Michel Cointat est élu député UDR de Fougères en 1967 (Ille-et-Vilaine). Il pourra d'emblée représenter le France à Bruxelles, où la présidence du Conseil des ministres échoit à notre pays pour le premier semestre 1971. Le 7 janvier, l'Élysée annonce que Michel Cointat succède à Jacques Duhamel. « Je serai entrepreneur davantage qu'architecte », déclare le nouveau ministre.

La colère des vignerons

C'est du Midi viticole que se lève le vent de la révolte. La récolte la plus importante du siècle (74,3 Mhl), après la récolte de 1935, encombre les chais. Les stocks de report de la précédente campagne sont normaux (30 Mhl), mais le négoce use des possibilités que lui offre le Marché commun du vin et achète des vins italiens, négligeant les places du midi de la France. Les cours s'effondrent. Pis, il n'y a pas de transactions. Le ministre facilite la souscription de contrats de stockage et invite les Italiens à freiner leurs exportations. Peine perdue. Le 18 février, à Béziers, 75 000 viticulteurs se rassemblent, à l'appel d'E. Maffre de Baugé, président du Comité régional d'action viticole. On craint le pire. Des voles ferrées sont barrées. Mais l'affrontement redouté avec les CRS n'a pas lieu. Le marché européen du vin est reconnu à Bruxelles en état de crise grave. Le stockage à six mois est décidé. Le gouvernement se dit déterminé à prendre les mesures qui permettent aux viticulteurs d'obtenir au minimum le prix de déclenchement des interventions de 7,10 F le degré hecto. La distillation éventuelle des excédents est mise à l'étude à Bruxelles. Un inspecteur général de l'agriculture, H. Ferru, est envoyé dans le Midi pour mettre sur pied des programmes d'action économique viticole. Les viticulteurs restent en état d'alerte. Ici et là, la nuit, la circulation ferroviaire est perturbée. Le siège du Comité national de défense contre l'alcoolisme à Bordeaux est plastiqué, ainsi que des installations de négociants. Le ministre invite (prime à l'appui) les négociants en vins à acheter davantage. L'encadrement du crédit continue à peser sur l'ensemble de l'agriculture. C'est un casus belli, affirme la FNSEA.

Un mort à Bruxelles

Les Français n'ont pas, dans leur majorité, une mauvaise opinion de l'agriculture : pour deux Français sur trois, révèle un sondage Sofres-Information 1re, l'agriculture est un secteur à préserver, même s'il n'est pas rentable, parce qu'il est indispensable à l'équilibre du pays ; près de 80 % des Français estiment que la plupart des exploitations sont trop petites pour être rentables. C'est aussi l'avis de S. Mansholt, qui prépare ses prochaines joutes européennes en croisant le fer avec Lucien Biset lors de l'émission À armes égales. Les agriculteurs se demandent quelle sera leur place dans la société de demain. G. Pompidou les rassure : il n'y a pas lieu d'envisager l'élimination de l'agriculture familiale ; la France parait prendre ses distances vis-à-vis du plan Mansholt.

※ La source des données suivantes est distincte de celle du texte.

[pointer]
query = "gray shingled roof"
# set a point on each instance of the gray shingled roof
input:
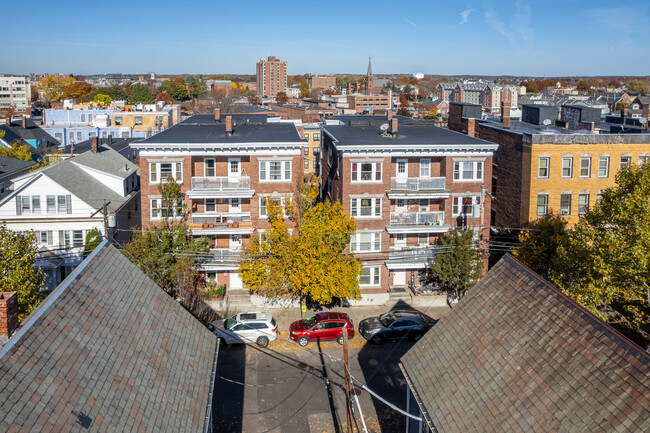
(516, 354)
(110, 345)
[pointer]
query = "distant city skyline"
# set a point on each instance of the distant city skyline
(552, 38)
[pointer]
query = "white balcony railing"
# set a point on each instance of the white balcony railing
(417, 184)
(221, 183)
(436, 218)
(221, 218)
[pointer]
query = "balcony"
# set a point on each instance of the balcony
(221, 186)
(221, 223)
(417, 222)
(418, 187)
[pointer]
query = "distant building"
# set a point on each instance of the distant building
(16, 92)
(271, 76)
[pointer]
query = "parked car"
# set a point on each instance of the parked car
(321, 326)
(395, 325)
(259, 328)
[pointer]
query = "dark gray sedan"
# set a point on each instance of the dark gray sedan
(395, 325)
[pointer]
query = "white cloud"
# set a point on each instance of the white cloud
(465, 15)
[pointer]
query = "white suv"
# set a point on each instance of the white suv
(258, 328)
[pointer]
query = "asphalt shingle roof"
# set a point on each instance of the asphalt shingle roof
(111, 345)
(516, 354)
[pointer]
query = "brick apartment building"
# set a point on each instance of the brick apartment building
(227, 167)
(405, 183)
(553, 160)
(271, 76)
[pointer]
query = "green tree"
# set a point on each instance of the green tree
(540, 241)
(140, 94)
(458, 265)
(18, 253)
(103, 100)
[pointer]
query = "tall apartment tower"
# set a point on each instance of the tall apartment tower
(271, 76)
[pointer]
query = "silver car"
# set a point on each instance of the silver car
(260, 328)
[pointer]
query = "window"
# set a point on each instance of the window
(565, 204)
(585, 166)
(365, 242)
(369, 276)
(543, 168)
(465, 205)
(603, 166)
(567, 167)
(165, 209)
(159, 171)
(282, 201)
(583, 204)
(51, 204)
(366, 172)
(625, 162)
(542, 204)
(209, 168)
(274, 170)
(468, 170)
(366, 207)
(425, 167)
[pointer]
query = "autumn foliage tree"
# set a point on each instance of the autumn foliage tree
(18, 253)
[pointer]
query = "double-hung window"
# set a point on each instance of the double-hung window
(369, 276)
(366, 171)
(275, 171)
(465, 205)
(543, 168)
(603, 166)
(585, 167)
(567, 167)
(362, 242)
(160, 171)
(365, 207)
(468, 170)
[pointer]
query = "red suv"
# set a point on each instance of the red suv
(321, 326)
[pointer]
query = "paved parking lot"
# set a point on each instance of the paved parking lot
(286, 388)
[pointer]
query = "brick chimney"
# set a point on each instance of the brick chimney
(8, 313)
(94, 144)
(228, 125)
(471, 127)
(505, 114)
(394, 126)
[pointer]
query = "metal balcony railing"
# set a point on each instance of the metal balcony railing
(417, 183)
(221, 183)
(417, 218)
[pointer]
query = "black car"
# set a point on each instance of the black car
(395, 325)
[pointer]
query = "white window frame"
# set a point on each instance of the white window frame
(356, 172)
(357, 242)
(373, 275)
(265, 170)
(155, 172)
(374, 207)
(476, 170)
(541, 167)
(568, 159)
(586, 174)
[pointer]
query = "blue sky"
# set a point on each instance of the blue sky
(536, 38)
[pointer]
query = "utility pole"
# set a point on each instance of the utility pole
(348, 390)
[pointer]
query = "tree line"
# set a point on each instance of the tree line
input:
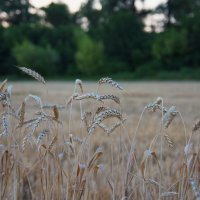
(95, 42)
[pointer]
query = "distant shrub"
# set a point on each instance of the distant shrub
(43, 59)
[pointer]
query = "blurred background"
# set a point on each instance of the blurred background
(138, 39)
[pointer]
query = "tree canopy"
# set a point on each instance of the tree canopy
(110, 39)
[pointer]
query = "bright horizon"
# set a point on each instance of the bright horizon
(74, 5)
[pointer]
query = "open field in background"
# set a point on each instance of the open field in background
(64, 172)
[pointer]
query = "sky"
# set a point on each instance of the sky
(74, 5)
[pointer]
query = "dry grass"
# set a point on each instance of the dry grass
(56, 143)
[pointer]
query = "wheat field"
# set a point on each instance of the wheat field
(99, 140)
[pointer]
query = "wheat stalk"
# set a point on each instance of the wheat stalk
(80, 84)
(42, 135)
(169, 116)
(3, 85)
(195, 188)
(169, 141)
(21, 114)
(104, 115)
(196, 126)
(109, 96)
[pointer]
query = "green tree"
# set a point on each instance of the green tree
(89, 57)
(41, 59)
(170, 48)
(125, 41)
(16, 12)
(57, 14)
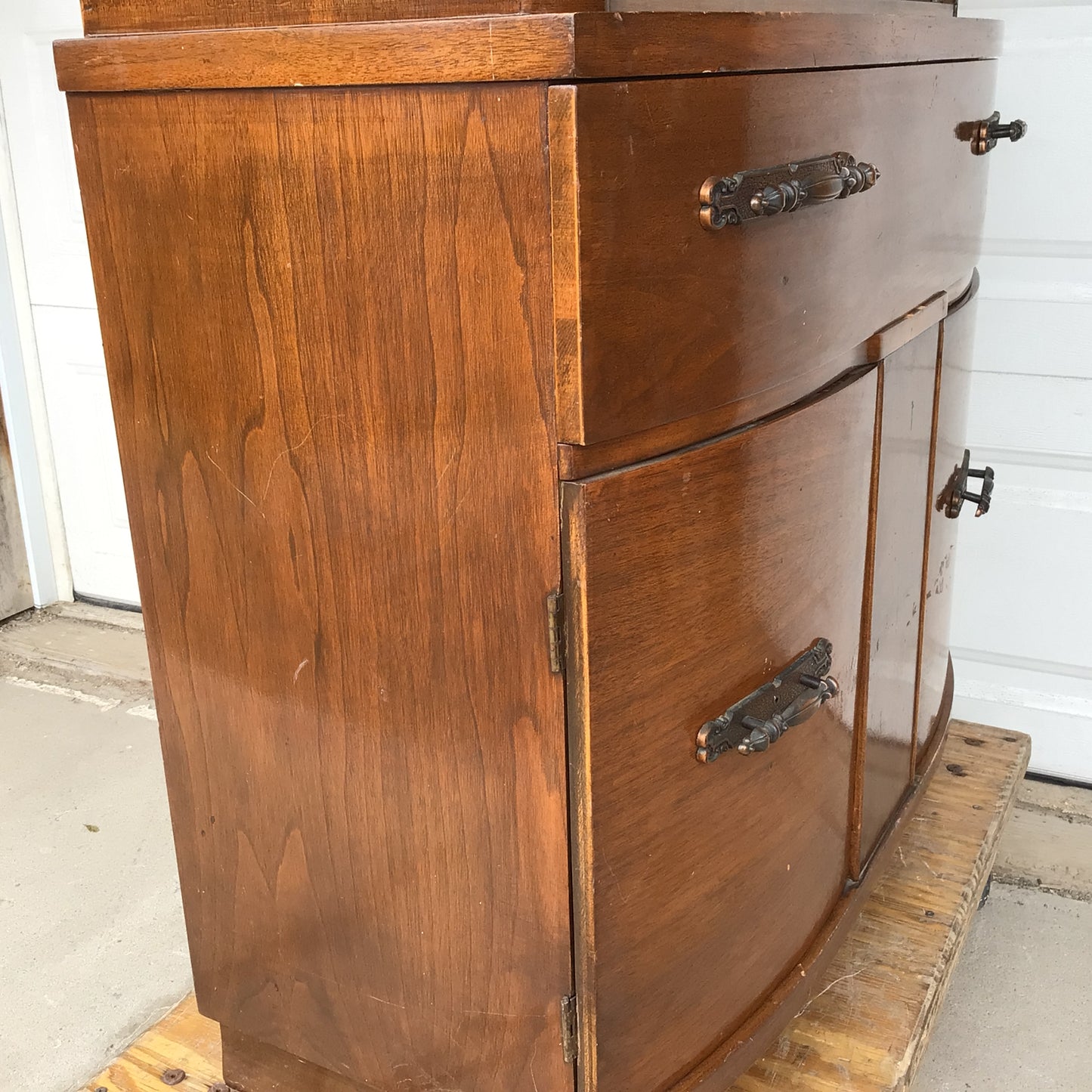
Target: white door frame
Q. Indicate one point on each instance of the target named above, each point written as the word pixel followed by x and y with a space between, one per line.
pixel 24 405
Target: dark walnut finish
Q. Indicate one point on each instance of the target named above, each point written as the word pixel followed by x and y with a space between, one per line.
pixel 950 432
pixel 674 320
pixel 582 46
pixel 129 17
pixel 699 885
pixel 431 716
pixel 348 527
pixel 908 379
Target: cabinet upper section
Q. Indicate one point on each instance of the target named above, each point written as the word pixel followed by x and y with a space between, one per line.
pixel 591 45
pixel 731 245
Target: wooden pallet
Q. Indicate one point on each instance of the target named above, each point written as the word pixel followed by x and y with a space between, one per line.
pixel 865 1029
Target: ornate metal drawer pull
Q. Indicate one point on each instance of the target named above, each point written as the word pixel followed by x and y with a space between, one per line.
pixel 988 134
pixel 763 718
pixel 954 493
pixel 770 190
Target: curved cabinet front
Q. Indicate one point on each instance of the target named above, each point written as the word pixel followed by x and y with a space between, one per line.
pixel 692 581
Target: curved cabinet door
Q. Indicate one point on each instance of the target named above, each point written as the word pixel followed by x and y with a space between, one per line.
pixel 692 580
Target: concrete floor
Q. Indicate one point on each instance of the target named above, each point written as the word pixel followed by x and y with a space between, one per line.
pixel 94 947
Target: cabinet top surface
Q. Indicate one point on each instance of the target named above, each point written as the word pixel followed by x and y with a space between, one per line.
pixel 589 45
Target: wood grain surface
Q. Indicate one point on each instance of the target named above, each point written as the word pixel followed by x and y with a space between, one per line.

À propos de ce plan, les décisions tardent, les agriculteurs s'impatientent. Une marche paysanne européenne sur Bruxelles est prévue pour le 23 mars, au moment où siègent les ministres. Plusieurs meetings paysans ont lieu à travers la France, à Lyon, Vienne, Lille, dans les jours précédents. Le 23 mars, 10 000 paysans français se joignent aux paysans belges, allemands, italiens. Des agriculteurs se déchaînent dans les rues de la capitale belge. La police est débordée, les magasins sont saccagés sur le passage du cortège. Les dégâts matériels sont considérables. On relève 150 blessés et un mort : un paysan de Namur ; il aura droit à des funérailles européennes. Mais après quarante heures de négociations, les six ministres de l'Agriculture adoptent les prix de la campagne 1971-72 et un ensemble de mesures d'aides à la modernisation de l'agriculture et à l'amélioration du revenu des agriculteurs. « Un grand pas en avant a été accompli », déclare M. Cointat, qui a conduit le marathon.

IVD européenne

Le caractère global des décisions prises est salué avec intérêt par les syndicats français. Pour la première fois, la politique des prix et la politique des structures sont liées : les Jeunes Agriculteurs sont satisfaits.